The room had been cleaned up since the night before. Jim’s chainsaws were still there along with his swede saw and handsaws. The steel tool box that likely held most of his wrenches and screwdrivers, hammers and other small tools was in the corner by the workbench. There were a couple of cartons neatly stacked against the wall, but the odds and ends of things that were there the night before were gone. He remembered vaguely the mess the joy-shack had been. Everything now was neat and tidy. The washing machine that’d been there had vanished. Like most everything else that was gone it was as if it had never been. He remembered seeing the frayed cord hanging from the machine’s back, a copper fox tail hanging down, but even if the plug had still been attached the machine wouldn’t have worked without electricity. He’d wondered why McAllister would have cut the plug off and thought maybe the sawyer had got a deal on the machine, buying it from someone downriver, someone who had no more use for it
than the sawyer had now. Maybe Jim was going to fix the cord if they moved on to another mill town where they’d have power. There’d been a box freezer but it was gone too. Just something else that had been useless up the river.
Jim and Irene storing stuff for another day wasn’t any different than everyone else in the village. Most people had packed away junk they couldn’t use, washing machines, televisions that didn’t work because there was no signal they could get, vacuum cleaners, anything that needed electricity. It was like people were just waiting for the day when they got away from the valley.
All junk, he thought. And then, Irene.
There were only two windows on this side of the trailer, the one down by the bedroom and the other inside the joy-shack by the trailer door. The curtains were pulled close in both. He peered through the thin slit in the curtains by the door but all he could see was a stub of nail pounded partway into a scratched plywood wall.

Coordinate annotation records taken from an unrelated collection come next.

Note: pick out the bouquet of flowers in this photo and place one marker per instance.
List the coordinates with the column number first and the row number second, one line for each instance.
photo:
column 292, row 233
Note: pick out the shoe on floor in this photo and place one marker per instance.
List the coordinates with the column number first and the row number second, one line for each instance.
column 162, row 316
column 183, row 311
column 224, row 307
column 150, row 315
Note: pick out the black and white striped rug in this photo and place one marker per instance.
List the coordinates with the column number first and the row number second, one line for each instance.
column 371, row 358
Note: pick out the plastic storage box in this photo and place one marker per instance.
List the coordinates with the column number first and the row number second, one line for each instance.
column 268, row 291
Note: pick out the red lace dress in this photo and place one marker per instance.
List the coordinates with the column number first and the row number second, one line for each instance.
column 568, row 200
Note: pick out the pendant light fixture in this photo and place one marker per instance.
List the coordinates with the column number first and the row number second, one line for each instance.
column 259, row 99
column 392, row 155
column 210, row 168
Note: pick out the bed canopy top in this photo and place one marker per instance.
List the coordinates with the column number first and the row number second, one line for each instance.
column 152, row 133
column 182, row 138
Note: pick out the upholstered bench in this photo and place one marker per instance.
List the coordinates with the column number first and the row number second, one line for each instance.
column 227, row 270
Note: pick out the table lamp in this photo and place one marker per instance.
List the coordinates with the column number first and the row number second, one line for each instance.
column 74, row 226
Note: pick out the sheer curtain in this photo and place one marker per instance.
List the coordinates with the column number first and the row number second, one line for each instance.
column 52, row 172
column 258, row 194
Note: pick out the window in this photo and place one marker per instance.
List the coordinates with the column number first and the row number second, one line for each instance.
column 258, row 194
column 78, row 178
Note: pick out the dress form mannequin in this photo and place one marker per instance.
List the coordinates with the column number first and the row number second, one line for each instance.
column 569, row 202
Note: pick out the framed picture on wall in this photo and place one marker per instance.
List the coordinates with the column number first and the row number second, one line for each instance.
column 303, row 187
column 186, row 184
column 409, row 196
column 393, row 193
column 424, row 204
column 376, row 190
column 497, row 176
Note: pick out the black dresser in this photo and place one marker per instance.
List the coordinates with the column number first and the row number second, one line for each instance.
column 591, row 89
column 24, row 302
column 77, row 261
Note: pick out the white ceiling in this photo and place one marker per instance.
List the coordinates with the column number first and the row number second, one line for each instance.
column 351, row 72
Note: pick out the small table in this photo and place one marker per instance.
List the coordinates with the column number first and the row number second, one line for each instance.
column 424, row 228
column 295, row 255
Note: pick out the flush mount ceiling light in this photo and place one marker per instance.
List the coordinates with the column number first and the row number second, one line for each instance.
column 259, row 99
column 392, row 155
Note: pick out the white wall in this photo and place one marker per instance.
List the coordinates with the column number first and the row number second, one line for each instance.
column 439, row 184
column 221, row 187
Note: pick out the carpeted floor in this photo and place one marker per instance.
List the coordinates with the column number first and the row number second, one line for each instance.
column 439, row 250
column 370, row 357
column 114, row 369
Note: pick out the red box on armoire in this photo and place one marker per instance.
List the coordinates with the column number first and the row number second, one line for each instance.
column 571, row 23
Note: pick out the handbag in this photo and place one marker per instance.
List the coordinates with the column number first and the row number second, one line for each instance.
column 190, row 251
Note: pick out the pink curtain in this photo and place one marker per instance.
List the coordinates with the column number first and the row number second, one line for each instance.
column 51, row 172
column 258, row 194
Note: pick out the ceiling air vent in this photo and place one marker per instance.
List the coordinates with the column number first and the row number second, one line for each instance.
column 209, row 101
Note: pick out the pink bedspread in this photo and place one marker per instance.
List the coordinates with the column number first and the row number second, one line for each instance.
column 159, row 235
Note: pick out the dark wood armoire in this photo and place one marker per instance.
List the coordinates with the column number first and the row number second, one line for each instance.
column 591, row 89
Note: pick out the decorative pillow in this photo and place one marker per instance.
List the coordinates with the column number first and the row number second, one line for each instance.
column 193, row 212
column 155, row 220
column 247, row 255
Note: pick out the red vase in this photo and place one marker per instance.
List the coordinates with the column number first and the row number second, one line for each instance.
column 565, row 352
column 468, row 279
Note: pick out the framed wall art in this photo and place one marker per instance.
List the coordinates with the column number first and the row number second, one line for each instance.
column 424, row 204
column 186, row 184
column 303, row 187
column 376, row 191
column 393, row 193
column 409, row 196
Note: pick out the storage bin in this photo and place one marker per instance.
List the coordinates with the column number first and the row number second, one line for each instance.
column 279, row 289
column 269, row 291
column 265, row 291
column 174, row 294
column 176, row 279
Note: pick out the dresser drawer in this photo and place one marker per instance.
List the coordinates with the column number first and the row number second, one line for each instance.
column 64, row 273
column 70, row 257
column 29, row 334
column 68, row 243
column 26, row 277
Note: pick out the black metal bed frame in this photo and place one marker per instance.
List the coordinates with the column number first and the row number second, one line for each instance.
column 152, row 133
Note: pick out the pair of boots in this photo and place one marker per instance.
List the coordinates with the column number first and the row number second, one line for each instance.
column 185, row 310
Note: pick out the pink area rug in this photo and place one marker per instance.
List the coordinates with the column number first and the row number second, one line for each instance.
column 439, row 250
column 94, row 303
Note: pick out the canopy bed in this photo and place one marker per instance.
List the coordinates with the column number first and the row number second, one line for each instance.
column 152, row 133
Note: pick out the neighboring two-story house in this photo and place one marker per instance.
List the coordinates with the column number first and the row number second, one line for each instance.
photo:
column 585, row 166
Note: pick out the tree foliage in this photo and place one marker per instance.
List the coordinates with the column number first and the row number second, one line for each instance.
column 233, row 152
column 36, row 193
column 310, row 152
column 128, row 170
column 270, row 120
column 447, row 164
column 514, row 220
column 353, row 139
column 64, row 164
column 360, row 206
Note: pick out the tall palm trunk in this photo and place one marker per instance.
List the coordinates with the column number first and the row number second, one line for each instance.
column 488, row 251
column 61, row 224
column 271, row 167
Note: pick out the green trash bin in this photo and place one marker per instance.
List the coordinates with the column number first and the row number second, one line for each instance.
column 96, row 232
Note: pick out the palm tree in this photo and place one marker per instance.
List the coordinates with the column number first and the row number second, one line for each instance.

He rapped his knuckles against the window glass and then louder on the door, but there was no answer. If McAllister wasn’t there then he had to be down at the mill or at the store. There was nowhere else he would have gone on foot. Maybe he’d taken off with Ernie somewhere. Either way, Art was glad he was gone. He didn’t feel ready to start fighting him about seeing Irene.
The jay gave one last scream as he tried the trailer door, the handle turning with a wince, the metal door scraping against the white rust on the worn aluminum sill.
The knob felt cool in his palm as he pulled the door wider, a last thin squeak crying light. He sniffed and the sharp burn of vinegar and ammonia seared his nose and throat. It brought back the smell of wounds and outcries, field hospitals, wet rubber sheets in ragged tents, the chemical stink of war, the bodies and the graves. He leaned his head into the room and looked long down the narrow hall past the kitchen…no one.